Wie jede Sängerin der Carmen hatte auch sie vorab verkündet, wie sie es denn mit der Rolle halte. Zu lesen war, dass Dirigenten-Gatte Simon Rattle ihr abgeraten hätte. Auf der Bühne erlebten wir eine schlanke, rotblonde Frau, die schon mal die nackten Beine auf den Tisch legte, brav mit den Kastagnetten klapperte und das, was sie zu singen hatte, mit ernsthaftem Bemühen um Stimmkultur und Ausdruck bewältigte.

Doch das war zu wenig. Erotische Ausstrahlung und Körpersprache signalisierten, dass diese Traumrolle der Sängerin eher fremd ist. Der Möchtegern-Womanizer Escamillo passte perfekt zu ihr: Auch Kostas Smoriginas sang ausgezeichnet, wirkte aber als Stierkämpfer auf der Bühne wie ein biederer Finanzbeamter im Büro-Fasching.

Einiges lief falsch, auch im Orchestergraben: Die Berliner Philharmoniker zeigten zwar ihre Tugenden, jeder Takt war akribisch ausformuliert – wie es Symphonieorchester eben gelernt haben. Doch in der Oper gelten andere Gesetze. Sänger zu begleiten bedeutet auch, Wesentliches von Unwesentlichem zu trennen, nicht auftrumpfen zu wollen, sondern sich zurück zu halten. Berlins Elite-Musikanten servierten alles gleichermaßen zackig, preußisch bedeutsam. Simon Rattle, ebenfalls ein „Carmen”-Debütant, forcierte, anstatt zu dämpfen. Bizets Feuer glühte in der Energie Wagners.
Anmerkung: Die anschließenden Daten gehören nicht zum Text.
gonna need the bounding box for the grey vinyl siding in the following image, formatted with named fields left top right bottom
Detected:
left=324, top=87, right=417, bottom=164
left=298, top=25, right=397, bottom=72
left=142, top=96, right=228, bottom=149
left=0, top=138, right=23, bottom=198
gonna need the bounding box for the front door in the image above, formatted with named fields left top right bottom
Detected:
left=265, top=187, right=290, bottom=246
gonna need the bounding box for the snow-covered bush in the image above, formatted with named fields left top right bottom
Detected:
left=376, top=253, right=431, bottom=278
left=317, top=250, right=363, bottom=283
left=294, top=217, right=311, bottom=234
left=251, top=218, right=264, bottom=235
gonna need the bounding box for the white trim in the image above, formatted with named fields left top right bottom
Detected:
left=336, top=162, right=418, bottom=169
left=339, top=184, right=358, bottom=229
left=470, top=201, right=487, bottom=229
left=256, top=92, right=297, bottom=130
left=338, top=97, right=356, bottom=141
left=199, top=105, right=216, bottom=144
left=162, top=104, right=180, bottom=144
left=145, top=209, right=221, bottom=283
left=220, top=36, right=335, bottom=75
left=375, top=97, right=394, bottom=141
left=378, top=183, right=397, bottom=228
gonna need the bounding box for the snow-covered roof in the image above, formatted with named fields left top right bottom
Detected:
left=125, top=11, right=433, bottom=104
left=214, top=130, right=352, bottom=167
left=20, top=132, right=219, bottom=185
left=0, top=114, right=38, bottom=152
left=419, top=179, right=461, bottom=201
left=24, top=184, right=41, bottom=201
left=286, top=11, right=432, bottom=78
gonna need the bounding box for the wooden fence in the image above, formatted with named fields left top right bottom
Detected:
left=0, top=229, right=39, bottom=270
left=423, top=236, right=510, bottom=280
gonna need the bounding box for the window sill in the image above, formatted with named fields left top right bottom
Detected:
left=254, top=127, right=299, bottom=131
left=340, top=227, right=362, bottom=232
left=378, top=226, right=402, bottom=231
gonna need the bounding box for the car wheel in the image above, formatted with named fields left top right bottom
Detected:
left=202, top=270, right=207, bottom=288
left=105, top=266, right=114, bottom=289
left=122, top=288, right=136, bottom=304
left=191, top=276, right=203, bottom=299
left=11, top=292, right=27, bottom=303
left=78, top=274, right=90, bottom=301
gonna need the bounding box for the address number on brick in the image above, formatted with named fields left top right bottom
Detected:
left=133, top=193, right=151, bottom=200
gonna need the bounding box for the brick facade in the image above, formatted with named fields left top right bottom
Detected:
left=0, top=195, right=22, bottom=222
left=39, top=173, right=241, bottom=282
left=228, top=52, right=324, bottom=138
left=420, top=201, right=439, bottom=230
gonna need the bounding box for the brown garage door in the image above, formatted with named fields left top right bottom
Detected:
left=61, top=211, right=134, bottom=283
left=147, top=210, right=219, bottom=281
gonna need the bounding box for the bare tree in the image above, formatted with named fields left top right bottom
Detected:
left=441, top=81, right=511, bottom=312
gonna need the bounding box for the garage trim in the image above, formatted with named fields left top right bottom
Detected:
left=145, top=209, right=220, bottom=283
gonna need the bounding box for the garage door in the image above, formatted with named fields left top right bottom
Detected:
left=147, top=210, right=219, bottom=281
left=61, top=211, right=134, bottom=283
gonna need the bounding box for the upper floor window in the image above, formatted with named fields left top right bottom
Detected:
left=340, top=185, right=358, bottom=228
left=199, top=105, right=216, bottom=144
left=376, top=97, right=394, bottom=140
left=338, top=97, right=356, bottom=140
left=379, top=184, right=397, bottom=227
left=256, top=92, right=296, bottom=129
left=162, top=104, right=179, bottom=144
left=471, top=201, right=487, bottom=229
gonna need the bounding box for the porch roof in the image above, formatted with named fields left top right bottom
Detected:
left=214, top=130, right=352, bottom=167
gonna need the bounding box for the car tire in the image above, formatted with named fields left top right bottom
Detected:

Dass die Regie von Aletta Collins die Handlung in die 1930er Jahre verlegte, ließ sich hinnehmen. Bedenklich war die stilistische Beliebigkeit. Wenn es intim wurde, half ein deftiger Lichtspot, um die Aufmerksamkeit des Publikums zu bündeln. Die Orchesterzwischenspiele wurden durch Tanzeinlagen angereichert. Für die Choreographie zeichnete die Regisseurin verantwortlich. Sie hat schon „Jesus Christ Superstar” erfolgreich in Szene gesetzt. Die Flamenco-Gesten der Tänzer wirkten aufgesetzt und entsprachen nicht immer der Musik, die nicht ständig in Spanien-Klischees schwelgt.

Herr im Ring in dieser Salzburger Osterfestspiel-„Carmen” – sie wird im Sommer wieder aufgegriffen – war unangefochten Jonas Kaufmann. Als Don José brachte er all das ein, was ihn in dieser Partie derzeit auszeichnet, stimmlich glänzend disponiert, mit Mut zu erfolgreichen Mezza-Voce-Abenteuern („Blumen-Arie”) und kraftvoller Leidenschaft. Dass er in der Gunst des Publikums knapp hinter Genia Kühmeiers rührender Micaela lag, war wohl purer Lokalpatriotismus: Er ist ein Münchner, sie stammt aus Salzburg.